Их взгляды встретились, и на секунду Джек замедлил свои движения. Он понимал, что именно собирался сделать, и знал, что обязан остановиться. Ему хотелось предостеречь ее и себя, но она закрыла ладонью его рот.

— Не надо ничего говорить, — прошептала Элизабет.

Приподнявшись, она поцеловала его, предупреждая все его возражения. Казалось, она испугалась, что слова разрушат нечто такое, что возникло между ними.

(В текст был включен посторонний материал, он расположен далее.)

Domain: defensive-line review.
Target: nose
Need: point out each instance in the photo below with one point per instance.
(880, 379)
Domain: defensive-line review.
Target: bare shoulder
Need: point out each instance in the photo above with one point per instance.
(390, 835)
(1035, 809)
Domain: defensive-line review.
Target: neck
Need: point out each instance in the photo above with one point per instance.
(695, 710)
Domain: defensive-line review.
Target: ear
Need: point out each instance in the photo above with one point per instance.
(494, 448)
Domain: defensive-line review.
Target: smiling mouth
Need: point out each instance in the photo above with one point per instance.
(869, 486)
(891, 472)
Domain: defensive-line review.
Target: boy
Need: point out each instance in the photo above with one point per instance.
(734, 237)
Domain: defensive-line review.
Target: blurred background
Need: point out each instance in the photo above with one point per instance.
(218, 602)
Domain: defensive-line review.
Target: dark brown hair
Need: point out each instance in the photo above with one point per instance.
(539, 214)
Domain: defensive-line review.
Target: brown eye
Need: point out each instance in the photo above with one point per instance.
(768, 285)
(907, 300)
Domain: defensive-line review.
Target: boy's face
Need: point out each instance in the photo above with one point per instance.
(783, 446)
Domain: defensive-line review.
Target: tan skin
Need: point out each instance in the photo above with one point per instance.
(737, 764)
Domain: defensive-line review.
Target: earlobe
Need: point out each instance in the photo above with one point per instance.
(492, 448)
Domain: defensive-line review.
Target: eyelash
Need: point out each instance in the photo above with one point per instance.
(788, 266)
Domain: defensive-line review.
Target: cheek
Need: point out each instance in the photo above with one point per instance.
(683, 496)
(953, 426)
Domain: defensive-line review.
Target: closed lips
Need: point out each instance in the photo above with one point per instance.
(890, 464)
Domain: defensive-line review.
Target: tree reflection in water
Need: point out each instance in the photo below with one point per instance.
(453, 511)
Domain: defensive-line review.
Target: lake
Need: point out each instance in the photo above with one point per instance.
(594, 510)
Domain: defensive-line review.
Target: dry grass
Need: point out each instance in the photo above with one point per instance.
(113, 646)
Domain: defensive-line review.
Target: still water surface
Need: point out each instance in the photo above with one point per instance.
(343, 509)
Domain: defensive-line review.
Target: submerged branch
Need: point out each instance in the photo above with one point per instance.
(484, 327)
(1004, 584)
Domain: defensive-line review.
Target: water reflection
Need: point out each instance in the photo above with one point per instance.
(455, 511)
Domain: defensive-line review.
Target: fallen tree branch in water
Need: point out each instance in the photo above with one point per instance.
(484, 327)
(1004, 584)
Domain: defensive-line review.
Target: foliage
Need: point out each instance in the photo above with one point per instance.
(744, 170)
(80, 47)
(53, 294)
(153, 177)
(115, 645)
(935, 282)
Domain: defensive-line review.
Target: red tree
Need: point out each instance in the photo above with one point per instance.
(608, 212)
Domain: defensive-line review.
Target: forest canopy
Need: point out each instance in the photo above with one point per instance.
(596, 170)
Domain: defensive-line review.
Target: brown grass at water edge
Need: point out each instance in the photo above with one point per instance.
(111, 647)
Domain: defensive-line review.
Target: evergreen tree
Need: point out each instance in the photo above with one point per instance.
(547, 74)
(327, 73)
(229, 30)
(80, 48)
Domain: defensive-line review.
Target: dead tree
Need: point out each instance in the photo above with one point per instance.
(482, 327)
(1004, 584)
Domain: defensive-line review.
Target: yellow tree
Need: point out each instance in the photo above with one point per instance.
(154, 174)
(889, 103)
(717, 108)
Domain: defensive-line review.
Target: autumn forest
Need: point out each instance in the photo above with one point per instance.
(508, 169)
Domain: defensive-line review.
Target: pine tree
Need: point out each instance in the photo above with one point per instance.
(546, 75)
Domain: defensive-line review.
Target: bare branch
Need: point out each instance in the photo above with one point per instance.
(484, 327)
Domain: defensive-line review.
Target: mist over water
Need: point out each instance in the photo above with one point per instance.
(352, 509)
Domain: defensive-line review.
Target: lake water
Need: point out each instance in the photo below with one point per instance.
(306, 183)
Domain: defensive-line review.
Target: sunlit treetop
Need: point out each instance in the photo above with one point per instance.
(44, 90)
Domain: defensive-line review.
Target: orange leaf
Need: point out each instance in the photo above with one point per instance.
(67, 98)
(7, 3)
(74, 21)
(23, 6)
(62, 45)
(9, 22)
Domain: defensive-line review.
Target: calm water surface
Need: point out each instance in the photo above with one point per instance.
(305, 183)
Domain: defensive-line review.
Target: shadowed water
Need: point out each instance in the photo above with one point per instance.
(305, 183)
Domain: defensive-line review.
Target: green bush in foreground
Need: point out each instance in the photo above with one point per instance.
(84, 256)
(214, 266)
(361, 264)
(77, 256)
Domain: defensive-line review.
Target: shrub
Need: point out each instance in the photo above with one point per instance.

Когда она закончила расстегивать платье, он помог ей снять его по пояс. За платьем последовала ее сорочка. И тут обнажилась ее восхитительная грудь.

— Ты прекрасна! — воскликнул он хриплым от страсти голосом, с благоговением касаясь ее груди. От его нежных касаний соски стали упругими, и он начал страстно целовать их. Элизабет ответила поцелуями с не меньшей страстью. Джек ощутил, как затрепетало все ее тело. Она изогнулась навстречу ему, изнывая от томления. Тут Джек понял, что его страсть к Элизабет превосходит все чувственные порывы, которые он когда-либо испытывал к женщинам.

Теперь он знал, что возьмет ее. Он желал ее с самого первого момента, как только увидел в городе. И теперь он не хотел останавливаться, да и не мог остановиться.

Только не сейчас.

Элизабет выскользнула из его объятий. Но, оказалось, лишь для того, чтобы снять с себя платье и нижнее белье. Затем она вернулась в постель, раскрыв ему свои объятия.

Джек ринулся к ней, и они оба забылись в страстных любовных ласках. Их влекло друг к другу чисто плотское желание, и теперь оба получали наслаждение в страстных объятиях.

Джек с удивлением отметил, что Элизабет не уступала ему в страсти. Ему казалось, что она будет вести себя застенчиво, но эта женщина оказалась самой настоящей тигрицей. Погрузившись в глубины ее тела, Джек застонал от наслаждения. Элизабет сразу же начала ритмично двигаться под ним, и он совсем потерял голову от блаженства. Ему никогда прежде и в голову не приходило, что страсть может быть такой сокрушающей, когда можно забыть обо всем на свете. Они ласкали друг друга в безумном ритме.

И когда они, наконец, оказались на вершине блаженства, Джек поразился буйству проявления своих и ее чувств. Он не выпускал ее из своих объятий до тех пор, пока ее тело окончательно не успокоилось, и она замерла с закрытыми глазами.

Да, она желала его с такой силой, как и он ее.

Осознание этого возбуждало его, но постепенно возбуждение гасло, и к нему начала возвращаться способность трезво мыслить. И к нему пришло понимание того, что он только что натворил. Это сильно расстроило его. Джек всегда относил себя к людям высоких нравственных правил, и он еще не мог представить себе, что оказался в интимной близости с замужней женщиной, муж которой имел непосредственное отношение к его служебным делам.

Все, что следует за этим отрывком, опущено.